A Distinguished Scholar Seminar featuring Mary Floyd-Wilson
Shakespeare is, of course, great writing, but it’s even better when performed by expert actors. Likewise, there is great scholarship on Shakespeare, but it’s even better when presented to the public by an expert lecturer! Carolina has such a scholar in Mary Floyd-Wilson, who offers new insights on two of the Bard’s most-beloved plays.
Critics believe William Shakespeare wrote the comedy Twelfth Night and the tragedy Hamlet in 1601, the same year his father John died. Not surprisingly, both plays are about mourning. In four dynamic lectures, Dr. Floyd-Wilson will trace Shakespeare’s complex view of mourning through both plays’ mingling of comic and tragic elements. Shakespeare’s love of festivity, the crisscross nature of sexual attraction in his works, and humankind’s unconquerable desire to resurrect the dead, all come up for review in this engaging and entertaining seminar by Professor Floyd-Wilson.
Mary Floyd-Wilson, Bowman and Gordon Gray Distinguished Professor and Chair of English and Comparative Literature, has published extensively in the fields of Shakespeare and Early Modern Drama.
TOPICS
Hamlet and the Supernatural: Be Thou a Spirit of Health or Goblin Damned
Nature to Her Bias: Cross-Dressing and Desire in Twelfth Night
Hamlet, Passion, and the Theater: What’s Hecuba to Him?
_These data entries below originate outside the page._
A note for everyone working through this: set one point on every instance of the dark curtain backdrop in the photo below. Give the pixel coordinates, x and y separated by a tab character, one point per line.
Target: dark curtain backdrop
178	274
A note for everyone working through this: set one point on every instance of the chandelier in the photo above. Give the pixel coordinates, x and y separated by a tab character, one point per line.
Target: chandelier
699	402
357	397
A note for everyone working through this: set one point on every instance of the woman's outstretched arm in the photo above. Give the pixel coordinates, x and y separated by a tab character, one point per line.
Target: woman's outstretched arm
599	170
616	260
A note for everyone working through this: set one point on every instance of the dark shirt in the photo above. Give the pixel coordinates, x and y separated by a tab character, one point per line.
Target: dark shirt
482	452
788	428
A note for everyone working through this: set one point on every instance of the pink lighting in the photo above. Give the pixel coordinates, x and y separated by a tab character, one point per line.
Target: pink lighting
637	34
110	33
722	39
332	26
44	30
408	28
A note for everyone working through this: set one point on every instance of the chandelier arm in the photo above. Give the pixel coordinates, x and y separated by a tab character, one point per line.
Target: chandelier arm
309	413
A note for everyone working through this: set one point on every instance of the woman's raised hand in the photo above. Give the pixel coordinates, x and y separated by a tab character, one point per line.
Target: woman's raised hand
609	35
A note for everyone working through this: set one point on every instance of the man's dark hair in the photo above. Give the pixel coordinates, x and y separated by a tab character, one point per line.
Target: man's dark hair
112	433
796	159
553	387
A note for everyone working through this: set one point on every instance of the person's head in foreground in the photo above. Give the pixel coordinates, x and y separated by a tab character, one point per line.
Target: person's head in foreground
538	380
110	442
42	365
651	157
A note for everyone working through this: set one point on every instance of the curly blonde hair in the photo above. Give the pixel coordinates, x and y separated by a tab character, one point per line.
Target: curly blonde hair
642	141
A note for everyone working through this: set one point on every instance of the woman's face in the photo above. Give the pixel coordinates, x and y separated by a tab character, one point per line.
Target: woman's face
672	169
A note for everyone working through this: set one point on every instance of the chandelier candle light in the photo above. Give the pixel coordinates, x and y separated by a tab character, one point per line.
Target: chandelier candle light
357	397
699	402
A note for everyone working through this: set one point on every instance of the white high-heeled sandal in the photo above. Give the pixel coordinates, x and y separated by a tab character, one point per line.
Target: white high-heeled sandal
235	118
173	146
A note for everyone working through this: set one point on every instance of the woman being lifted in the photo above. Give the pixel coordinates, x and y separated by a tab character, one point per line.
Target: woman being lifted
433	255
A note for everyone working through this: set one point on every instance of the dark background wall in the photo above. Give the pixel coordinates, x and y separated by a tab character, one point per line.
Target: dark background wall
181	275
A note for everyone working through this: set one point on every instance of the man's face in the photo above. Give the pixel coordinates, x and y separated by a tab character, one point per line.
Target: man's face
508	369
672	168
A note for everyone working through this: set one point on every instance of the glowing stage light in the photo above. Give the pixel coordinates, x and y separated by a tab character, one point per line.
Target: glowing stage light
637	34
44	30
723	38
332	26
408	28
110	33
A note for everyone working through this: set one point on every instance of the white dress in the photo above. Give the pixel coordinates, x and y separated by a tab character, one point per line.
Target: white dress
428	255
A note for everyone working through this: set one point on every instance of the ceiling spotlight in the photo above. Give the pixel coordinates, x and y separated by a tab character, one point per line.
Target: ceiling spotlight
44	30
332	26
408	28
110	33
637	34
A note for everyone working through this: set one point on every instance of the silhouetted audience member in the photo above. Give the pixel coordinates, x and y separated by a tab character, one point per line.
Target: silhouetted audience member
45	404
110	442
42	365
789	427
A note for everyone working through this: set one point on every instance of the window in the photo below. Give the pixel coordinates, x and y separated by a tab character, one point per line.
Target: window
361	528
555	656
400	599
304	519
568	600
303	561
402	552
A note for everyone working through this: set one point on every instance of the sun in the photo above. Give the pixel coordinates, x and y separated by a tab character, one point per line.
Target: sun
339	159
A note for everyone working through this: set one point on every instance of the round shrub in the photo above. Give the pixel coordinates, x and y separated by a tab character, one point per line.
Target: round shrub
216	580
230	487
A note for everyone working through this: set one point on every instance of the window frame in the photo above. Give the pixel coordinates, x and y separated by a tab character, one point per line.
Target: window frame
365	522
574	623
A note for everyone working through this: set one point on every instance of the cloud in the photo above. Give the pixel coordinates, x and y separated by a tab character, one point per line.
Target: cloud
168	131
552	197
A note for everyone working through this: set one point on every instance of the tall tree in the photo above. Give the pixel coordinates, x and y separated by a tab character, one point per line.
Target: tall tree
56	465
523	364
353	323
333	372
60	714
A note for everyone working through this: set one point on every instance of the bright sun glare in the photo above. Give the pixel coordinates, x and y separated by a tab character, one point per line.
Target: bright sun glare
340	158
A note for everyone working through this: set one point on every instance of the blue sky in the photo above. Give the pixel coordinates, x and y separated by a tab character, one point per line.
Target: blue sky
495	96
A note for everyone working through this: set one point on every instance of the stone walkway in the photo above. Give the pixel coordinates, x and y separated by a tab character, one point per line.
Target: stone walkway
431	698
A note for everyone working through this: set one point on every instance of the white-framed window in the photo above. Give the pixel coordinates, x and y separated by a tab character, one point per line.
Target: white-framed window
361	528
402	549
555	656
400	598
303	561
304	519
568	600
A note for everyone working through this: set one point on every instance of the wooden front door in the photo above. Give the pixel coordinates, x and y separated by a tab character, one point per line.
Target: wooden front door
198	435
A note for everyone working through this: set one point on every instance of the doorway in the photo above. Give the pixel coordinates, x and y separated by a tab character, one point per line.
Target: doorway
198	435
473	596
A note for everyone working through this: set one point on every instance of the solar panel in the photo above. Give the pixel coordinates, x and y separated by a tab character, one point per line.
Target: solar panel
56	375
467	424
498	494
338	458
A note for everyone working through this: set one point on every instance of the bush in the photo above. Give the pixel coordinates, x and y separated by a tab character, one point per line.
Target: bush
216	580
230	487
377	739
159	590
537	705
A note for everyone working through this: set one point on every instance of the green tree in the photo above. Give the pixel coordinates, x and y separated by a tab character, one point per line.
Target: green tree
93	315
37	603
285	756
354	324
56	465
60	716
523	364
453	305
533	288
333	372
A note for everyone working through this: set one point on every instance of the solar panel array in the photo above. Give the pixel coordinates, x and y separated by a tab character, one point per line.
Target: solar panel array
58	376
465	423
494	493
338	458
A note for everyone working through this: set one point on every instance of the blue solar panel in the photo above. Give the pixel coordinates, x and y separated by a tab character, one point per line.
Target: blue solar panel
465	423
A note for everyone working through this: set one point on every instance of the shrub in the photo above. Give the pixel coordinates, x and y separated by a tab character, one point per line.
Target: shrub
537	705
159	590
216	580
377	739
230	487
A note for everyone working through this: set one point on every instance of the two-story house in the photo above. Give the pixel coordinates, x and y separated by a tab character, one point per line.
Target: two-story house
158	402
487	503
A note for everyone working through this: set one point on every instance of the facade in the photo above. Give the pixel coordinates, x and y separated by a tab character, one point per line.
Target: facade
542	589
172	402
No More Cakes and Ale?: The Misrule of Twelfth Night
TIME
9:15 a.m. to 4:30 p.m. Saturday, February 24, 2018. The tuition is $125 ($110 by January 18). Tuition for teachers is $62.50 ($55 by January 18). Teachers can also receive a $75 stipend after attending (click here for more information) and 10 contact hours for 1 unit of renewal credit. The optional lunch is $15.
Discounts are available for UNC students, faculty, & staff. See our UNC Student, Staff, & Faculty Discounted Registration Policy here.
Co-Sponsored by the General Alumni Association.